Compute Overhead: The dominant cost is subspace SVD; replacing full SVD with randomized SVD is essential for scaling to high parameter counts and frequent subspace updates.

Deployment: GaLore reduces the hardware requirement for LLM training and enables experimentation with larger batch sizes, sequence lengths, or architectures (e.g., increasing parameter count, windowed attention) within a fixed memory budget. Integration with FSDP and bitsandbytes ensures bottlenecks in both single-node and multi-node deployments are addressed.

Limitations: Performance degradation is observed with excessively aggressive subspace approximation (random or highly quantized projectors), imposing a lower bound on projector fidelity. The technique is tied to the algebraic structure of the gradient and may require adaptation for non-matrix-valued layers.

Implications and Future Directions

GaLore 2 empirically validates the practical benefits of gradient low-rank projection for LLM training, demonstrating that substantial reduction in optimizer and gradient memory is possible without negative impact on model quality. Its scalable implementation with randomized SVD and integration into FSDP closes the gap between memory-frugal algorithms and scalable, distributed pre-training.

This line of research opens possibilities for further advances:

  • Extending low-rank projection techniques to additional optimizer-state compression (beyond gradients and moments)
  • Co-designing model architectures and training pipelines around low-rank update assumptions
  • Integrating more aggressive quantization in projectors and moment storage for even broader hardware support
  • Exploring low-rank projection for continual and online learning scenarios, where memory is severely constrained
  • Adapting projection techniques for parameter-efficient fine-tuning methods (beyond LoRA/ReLoRA)

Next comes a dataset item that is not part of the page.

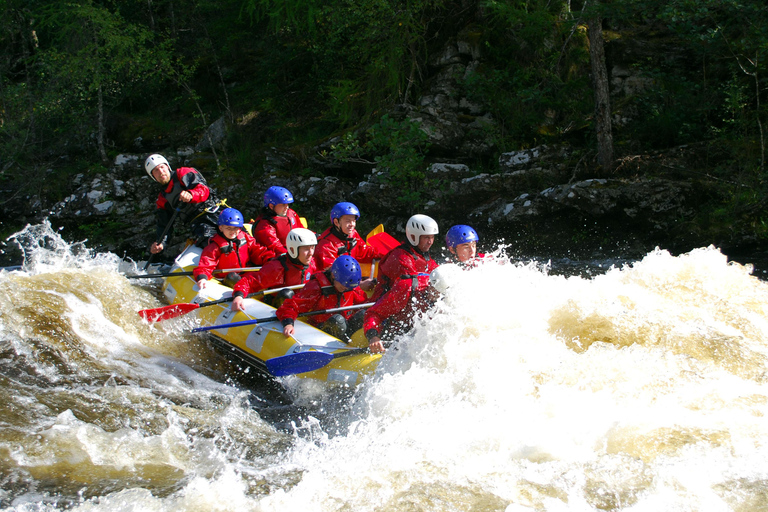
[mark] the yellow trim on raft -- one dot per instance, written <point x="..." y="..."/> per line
<point x="254" y="344"/>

GaLore 2 provides a concrete foundation for democratizing large-scale model training by changing the fundamental trade-off between parameter count, sequence length, and available memory. Its demonstrated parity with established optimizers—at a fraction of the memory cost—will likely drive adoption and future research into principled, structure-aware memory optimization for large neural architectures.